Brett needed to launch a new study. A study depends on some basic set of statistics and groups patients based on a randomized variable. Brett looked through the list of variables he could randomize on, and the one he wanted was missing. Brett assumed he made a mistake, and went back a few screens to check the name, copying it down for reference. He went back to the list of randomizable variables. It wasn't there. He looked closer at the list. He noticed that the list of randomized variables only included data from multiple-choice fields. The field he wanted to randomize on was based on a calculated field.
Brett knew that Tyree had worked on another project that randomized on a calculated field, so he messaged Tyree on Slack. "How did you code this random variable? In Medtech it won't let you?"
"I'm on a conference call, let me call you afterward," Tyree wrote.
A few minutes later, Tyree called Brett.
"What you have to do is start with two fields. Let's call it $variable_choice
, that's a multiple choice question, and $variable_calced
that's your calculated field. When you want to create a variable that randomly selects based on your calculated field, you start by telling Medtech that this random variable is based on $variable_choice
. Then you delete $variable_choice
, and then rename $variable_calced
to be $variable_choice
."
"Wait, they allow you to do that, but don't allow you to randomize calculated fields any other way? And they don't check?"
"Hopefully, they don't decide to start checking before this project is over," Tyree said.
"This study is supposed to go on for ten years. This project succeeding comes down to them never treating this workaround as a bug?"
"It was the only solution I could find. Let me know if you need anything else?"
Brett wasn't completely satisfied with the hack and went back to the documentation.

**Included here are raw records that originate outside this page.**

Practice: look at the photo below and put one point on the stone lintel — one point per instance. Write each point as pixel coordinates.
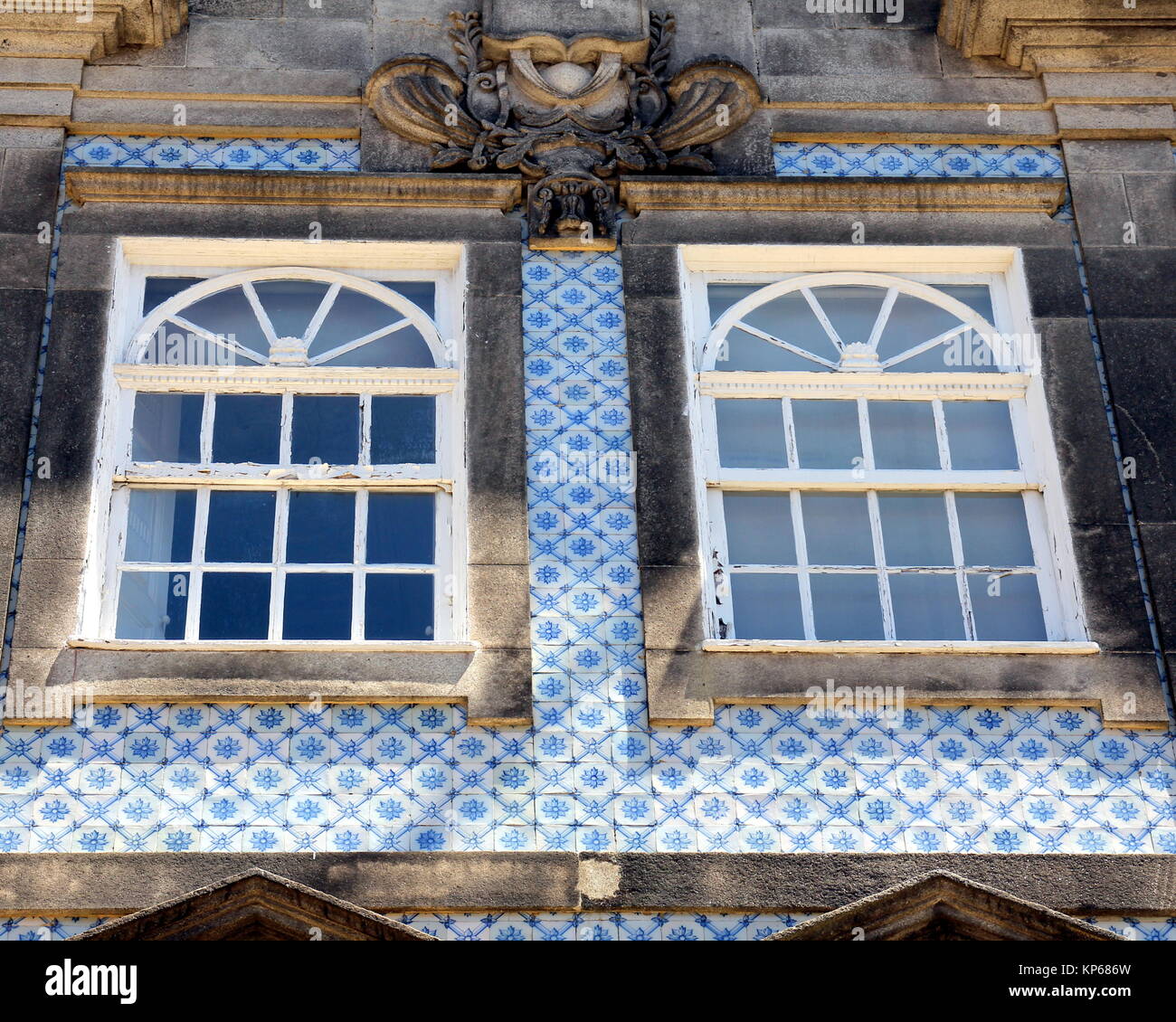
(846, 194)
(254, 188)
(120, 884)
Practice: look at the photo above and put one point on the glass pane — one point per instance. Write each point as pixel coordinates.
(925, 607)
(994, 529)
(751, 434)
(167, 428)
(234, 605)
(767, 606)
(172, 345)
(228, 313)
(759, 528)
(247, 428)
(1007, 607)
(159, 525)
(356, 316)
(910, 322)
(838, 528)
(721, 297)
(904, 434)
(290, 304)
(399, 607)
(403, 431)
(846, 606)
(326, 430)
(827, 434)
(400, 528)
(977, 297)
(851, 308)
(152, 605)
(240, 525)
(791, 319)
(980, 435)
(321, 528)
(422, 293)
(915, 529)
(318, 607)
(157, 289)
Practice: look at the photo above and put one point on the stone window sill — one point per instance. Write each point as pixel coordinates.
(262, 646)
(788, 646)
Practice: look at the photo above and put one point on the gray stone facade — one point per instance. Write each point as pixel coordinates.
(294, 70)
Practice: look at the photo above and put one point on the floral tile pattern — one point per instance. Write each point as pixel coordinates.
(179, 153)
(915, 160)
(591, 774)
(513, 926)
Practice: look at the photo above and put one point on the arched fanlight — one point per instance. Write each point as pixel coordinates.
(799, 317)
(346, 321)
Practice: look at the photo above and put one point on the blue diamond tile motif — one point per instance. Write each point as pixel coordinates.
(513, 926)
(589, 774)
(915, 160)
(177, 153)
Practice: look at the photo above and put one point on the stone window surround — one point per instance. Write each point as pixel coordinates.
(139, 261)
(1002, 272)
(686, 677)
(490, 673)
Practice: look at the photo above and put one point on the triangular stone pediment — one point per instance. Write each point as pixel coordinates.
(254, 905)
(944, 907)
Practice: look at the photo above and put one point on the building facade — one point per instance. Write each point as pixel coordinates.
(575, 470)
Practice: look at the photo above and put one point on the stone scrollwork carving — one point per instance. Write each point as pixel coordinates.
(571, 116)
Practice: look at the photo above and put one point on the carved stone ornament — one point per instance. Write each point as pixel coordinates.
(569, 113)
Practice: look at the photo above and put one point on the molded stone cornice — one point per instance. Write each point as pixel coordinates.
(54, 27)
(842, 194)
(251, 188)
(1041, 35)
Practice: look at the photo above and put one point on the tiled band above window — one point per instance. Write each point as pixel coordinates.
(176, 153)
(915, 160)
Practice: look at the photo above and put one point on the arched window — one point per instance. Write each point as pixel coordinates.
(874, 450)
(282, 465)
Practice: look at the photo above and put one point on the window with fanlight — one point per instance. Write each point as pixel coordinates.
(877, 462)
(282, 454)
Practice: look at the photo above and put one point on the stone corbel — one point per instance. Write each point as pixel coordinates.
(571, 116)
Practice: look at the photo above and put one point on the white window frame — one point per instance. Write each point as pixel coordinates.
(114, 474)
(1038, 477)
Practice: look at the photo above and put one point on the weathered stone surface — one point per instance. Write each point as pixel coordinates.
(114, 885)
(1137, 355)
(1080, 885)
(827, 51)
(254, 905)
(941, 905)
(277, 43)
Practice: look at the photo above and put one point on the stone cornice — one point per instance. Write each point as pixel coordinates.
(845, 194)
(118, 884)
(114, 24)
(1041, 35)
(253, 188)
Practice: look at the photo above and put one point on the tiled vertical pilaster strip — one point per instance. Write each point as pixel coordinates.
(1133, 524)
(591, 714)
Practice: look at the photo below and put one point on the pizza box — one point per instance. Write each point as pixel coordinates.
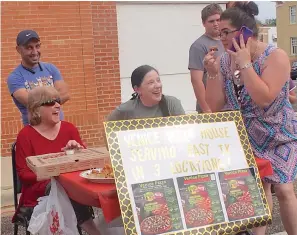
(53, 164)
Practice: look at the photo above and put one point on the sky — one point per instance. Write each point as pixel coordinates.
(266, 10)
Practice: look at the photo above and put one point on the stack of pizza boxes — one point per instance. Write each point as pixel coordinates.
(53, 164)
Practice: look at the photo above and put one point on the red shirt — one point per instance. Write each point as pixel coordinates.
(31, 143)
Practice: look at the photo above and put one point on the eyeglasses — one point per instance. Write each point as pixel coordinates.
(214, 21)
(51, 102)
(226, 32)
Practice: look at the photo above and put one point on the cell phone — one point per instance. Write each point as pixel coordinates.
(246, 32)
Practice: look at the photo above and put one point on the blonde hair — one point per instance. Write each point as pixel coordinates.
(36, 97)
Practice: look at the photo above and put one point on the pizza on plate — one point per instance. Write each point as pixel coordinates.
(156, 224)
(240, 210)
(199, 217)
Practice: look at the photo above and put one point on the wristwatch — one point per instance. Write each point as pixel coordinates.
(246, 66)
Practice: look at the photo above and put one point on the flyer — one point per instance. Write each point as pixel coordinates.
(157, 207)
(241, 194)
(200, 200)
(168, 179)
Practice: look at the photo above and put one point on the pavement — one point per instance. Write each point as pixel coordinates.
(7, 207)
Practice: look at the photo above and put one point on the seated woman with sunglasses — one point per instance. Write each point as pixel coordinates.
(254, 78)
(148, 100)
(46, 134)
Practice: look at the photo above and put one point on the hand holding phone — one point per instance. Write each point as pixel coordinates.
(246, 32)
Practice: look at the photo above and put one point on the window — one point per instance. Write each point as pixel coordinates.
(292, 14)
(294, 46)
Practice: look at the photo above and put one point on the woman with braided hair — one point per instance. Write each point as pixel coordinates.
(253, 77)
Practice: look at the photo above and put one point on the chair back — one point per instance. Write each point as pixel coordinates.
(17, 187)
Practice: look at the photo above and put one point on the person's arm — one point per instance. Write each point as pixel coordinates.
(292, 94)
(24, 150)
(215, 94)
(76, 136)
(199, 89)
(196, 67)
(264, 90)
(292, 97)
(60, 84)
(17, 89)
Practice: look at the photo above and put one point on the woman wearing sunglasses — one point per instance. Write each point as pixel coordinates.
(46, 134)
(254, 78)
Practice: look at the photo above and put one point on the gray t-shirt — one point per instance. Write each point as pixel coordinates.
(134, 109)
(197, 52)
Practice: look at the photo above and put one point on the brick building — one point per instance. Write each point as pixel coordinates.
(96, 46)
(81, 39)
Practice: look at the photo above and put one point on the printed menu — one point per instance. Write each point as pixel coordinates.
(157, 207)
(200, 200)
(241, 194)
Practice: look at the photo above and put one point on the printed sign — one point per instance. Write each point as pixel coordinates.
(186, 173)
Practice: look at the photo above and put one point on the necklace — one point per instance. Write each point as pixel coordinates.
(236, 80)
(236, 74)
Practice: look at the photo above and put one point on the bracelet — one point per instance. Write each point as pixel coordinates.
(246, 66)
(212, 77)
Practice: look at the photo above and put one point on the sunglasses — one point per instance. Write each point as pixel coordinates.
(226, 32)
(51, 102)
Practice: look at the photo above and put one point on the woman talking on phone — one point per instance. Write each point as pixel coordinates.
(253, 77)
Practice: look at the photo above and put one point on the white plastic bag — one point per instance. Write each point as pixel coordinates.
(54, 214)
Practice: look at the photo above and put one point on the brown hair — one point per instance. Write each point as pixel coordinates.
(36, 97)
(242, 14)
(210, 10)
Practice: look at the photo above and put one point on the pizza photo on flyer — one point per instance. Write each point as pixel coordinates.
(241, 195)
(157, 207)
(200, 200)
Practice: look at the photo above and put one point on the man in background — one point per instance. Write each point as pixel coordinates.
(32, 73)
(210, 16)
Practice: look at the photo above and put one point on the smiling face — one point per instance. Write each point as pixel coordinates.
(30, 53)
(50, 111)
(227, 33)
(150, 90)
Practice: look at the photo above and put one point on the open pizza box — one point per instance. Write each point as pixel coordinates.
(53, 164)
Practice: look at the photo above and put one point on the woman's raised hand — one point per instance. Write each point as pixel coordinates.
(211, 64)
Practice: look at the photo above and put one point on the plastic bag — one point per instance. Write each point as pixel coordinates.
(54, 214)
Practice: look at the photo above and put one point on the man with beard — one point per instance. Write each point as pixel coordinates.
(210, 40)
(33, 73)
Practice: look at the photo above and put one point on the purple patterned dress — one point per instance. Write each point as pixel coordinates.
(272, 131)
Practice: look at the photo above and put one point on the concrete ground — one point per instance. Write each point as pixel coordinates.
(7, 228)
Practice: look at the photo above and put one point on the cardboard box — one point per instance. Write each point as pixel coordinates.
(53, 164)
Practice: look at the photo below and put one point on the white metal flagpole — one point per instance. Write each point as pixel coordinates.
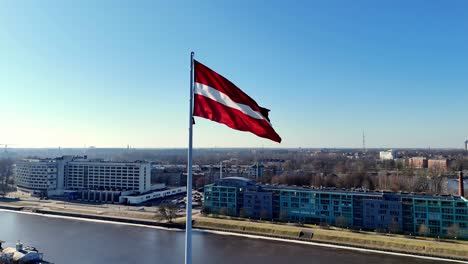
(188, 224)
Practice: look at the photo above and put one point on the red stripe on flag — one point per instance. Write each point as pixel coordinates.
(233, 118)
(207, 76)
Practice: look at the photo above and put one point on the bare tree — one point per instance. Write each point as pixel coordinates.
(168, 212)
(453, 231)
(341, 221)
(423, 230)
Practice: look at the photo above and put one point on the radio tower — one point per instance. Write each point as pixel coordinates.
(364, 142)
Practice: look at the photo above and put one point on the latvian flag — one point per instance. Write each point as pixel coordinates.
(218, 99)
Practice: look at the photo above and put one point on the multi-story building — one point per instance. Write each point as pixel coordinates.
(82, 174)
(387, 155)
(417, 162)
(37, 176)
(55, 176)
(438, 164)
(394, 212)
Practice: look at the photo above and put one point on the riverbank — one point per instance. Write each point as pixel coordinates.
(448, 249)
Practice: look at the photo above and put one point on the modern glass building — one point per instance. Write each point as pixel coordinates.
(431, 215)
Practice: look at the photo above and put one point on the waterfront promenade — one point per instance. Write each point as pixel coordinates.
(77, 241)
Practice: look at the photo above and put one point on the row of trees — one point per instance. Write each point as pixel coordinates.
(408, 181)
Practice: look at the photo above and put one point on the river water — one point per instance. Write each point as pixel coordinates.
(77, 241)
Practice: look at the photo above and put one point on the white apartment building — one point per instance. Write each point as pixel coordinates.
(109, 176)
(387, 155)
(55, 176)
(33, 175)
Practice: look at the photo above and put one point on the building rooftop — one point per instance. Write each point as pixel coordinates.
(375, 193)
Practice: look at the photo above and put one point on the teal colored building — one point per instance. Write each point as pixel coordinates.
(431, 215)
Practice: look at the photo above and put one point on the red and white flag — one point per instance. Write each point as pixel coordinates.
(218, 99)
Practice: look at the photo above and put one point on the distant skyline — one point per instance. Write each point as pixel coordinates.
(112, 73)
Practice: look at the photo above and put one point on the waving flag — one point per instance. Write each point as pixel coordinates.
(218, 99)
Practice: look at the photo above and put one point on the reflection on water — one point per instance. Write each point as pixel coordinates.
(75, 241)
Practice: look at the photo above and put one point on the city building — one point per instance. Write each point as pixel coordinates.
(89, 180)
(360, 209)
(255, 171)
(438, 164)
(387, 155)
(417, 162)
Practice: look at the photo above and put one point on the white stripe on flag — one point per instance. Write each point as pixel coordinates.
(222, 98)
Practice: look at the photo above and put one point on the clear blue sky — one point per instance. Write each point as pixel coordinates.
(112, 73)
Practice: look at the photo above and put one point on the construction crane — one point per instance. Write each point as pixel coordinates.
(6, 146)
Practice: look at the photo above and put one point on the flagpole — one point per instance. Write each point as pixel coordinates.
(188, 223)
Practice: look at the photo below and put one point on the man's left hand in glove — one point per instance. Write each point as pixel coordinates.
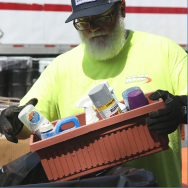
(167, 120)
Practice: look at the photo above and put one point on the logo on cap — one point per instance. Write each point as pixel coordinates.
(79, 2)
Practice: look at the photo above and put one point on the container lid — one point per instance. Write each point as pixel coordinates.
(46, 128)
(100, 95)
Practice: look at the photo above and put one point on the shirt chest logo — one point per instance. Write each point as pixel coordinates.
(138, 78)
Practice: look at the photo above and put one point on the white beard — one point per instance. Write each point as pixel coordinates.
(107, 44)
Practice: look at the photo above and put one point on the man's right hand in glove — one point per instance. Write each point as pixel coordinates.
(10, 125)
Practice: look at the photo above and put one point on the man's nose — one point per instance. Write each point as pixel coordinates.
(94, 27)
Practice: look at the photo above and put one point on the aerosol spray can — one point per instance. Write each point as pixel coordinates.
(104, 101)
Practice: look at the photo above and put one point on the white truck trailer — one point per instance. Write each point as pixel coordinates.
(37, 27)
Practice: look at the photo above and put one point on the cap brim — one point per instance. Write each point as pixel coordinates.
(90, 12)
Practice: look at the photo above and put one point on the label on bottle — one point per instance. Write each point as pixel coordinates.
(110, 109)
(34, 117)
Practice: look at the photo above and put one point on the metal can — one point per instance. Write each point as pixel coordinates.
(104, 101)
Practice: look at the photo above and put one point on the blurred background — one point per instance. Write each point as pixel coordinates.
(33, 33)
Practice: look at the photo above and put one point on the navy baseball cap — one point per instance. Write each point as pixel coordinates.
(84, 8)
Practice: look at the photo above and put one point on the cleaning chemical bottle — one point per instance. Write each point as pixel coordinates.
(47, 131)
(32, 119)
(104, 101)
(111, 89)
(90, 113)
(125, 95)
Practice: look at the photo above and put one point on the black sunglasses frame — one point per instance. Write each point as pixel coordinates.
(93, 21)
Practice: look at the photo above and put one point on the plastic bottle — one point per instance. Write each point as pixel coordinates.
(90, 113)
(125, 95)
(32, 119)
(104, 101)
(111, 89)
(47, 131)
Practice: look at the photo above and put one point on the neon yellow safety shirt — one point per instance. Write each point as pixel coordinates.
(149, 61)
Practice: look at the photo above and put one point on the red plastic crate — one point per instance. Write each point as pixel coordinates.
(99, 145)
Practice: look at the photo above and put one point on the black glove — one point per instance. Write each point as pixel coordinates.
(167, 120)
(10, 125)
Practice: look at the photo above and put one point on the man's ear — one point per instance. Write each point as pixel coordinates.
(122, 7)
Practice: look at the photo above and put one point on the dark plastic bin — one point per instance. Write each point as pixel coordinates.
(100, 145)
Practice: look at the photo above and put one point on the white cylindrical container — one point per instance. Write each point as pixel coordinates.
(32, 119)
(46, 131)
(104, 101)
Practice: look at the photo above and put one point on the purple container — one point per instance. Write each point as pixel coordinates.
(137, 99)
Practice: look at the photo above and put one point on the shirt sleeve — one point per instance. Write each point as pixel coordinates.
(45, 91)
(177, 60)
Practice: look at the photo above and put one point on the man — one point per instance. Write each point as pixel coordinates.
(126, 58)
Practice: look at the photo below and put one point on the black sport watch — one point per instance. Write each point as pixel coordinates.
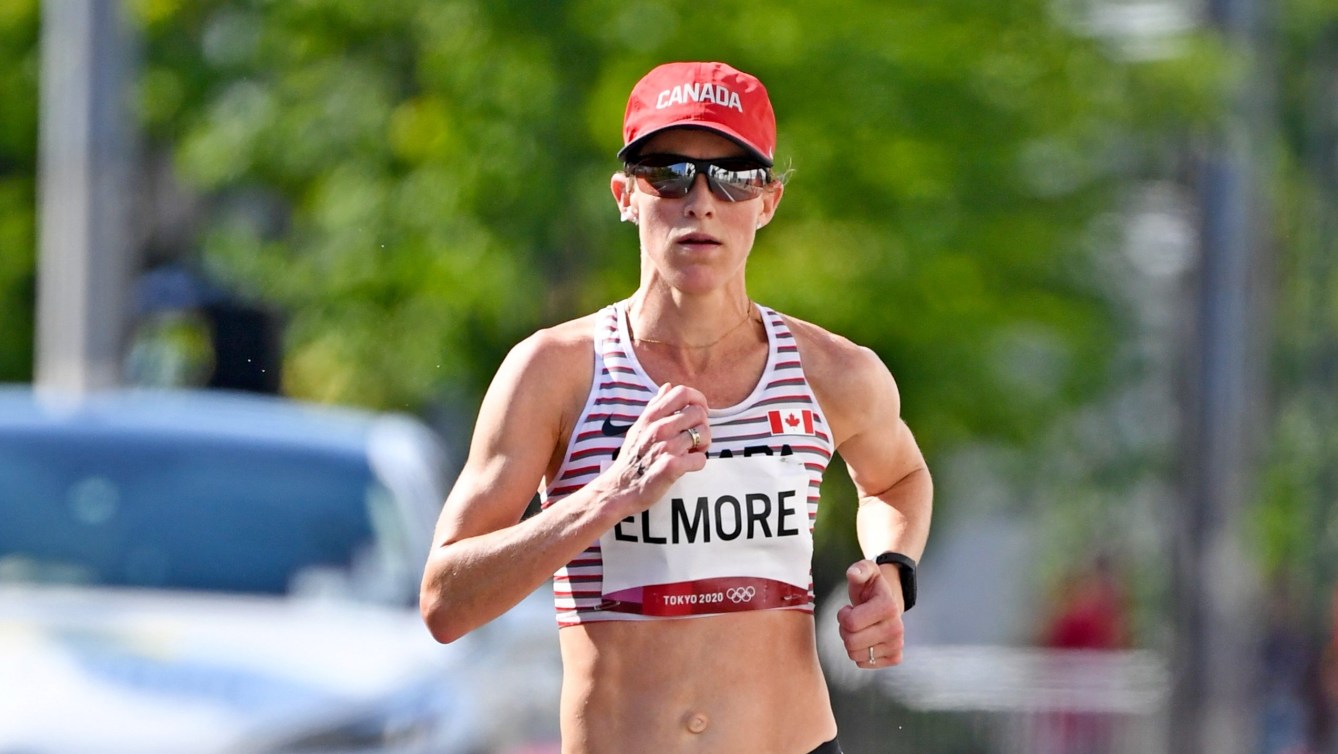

He found a "better" solution: he could make a read-only multiple-choice field with only one choice, the value of the calculated field, as the default answer. Unfortunately, it was possible that the user would alter the list unintentionally by answering the multiple-choice question before the calculated field was evaluated.
Ultimately, the only choice left to Brett was to take his lunch break, go to the cafeteria, and order two hot dogs.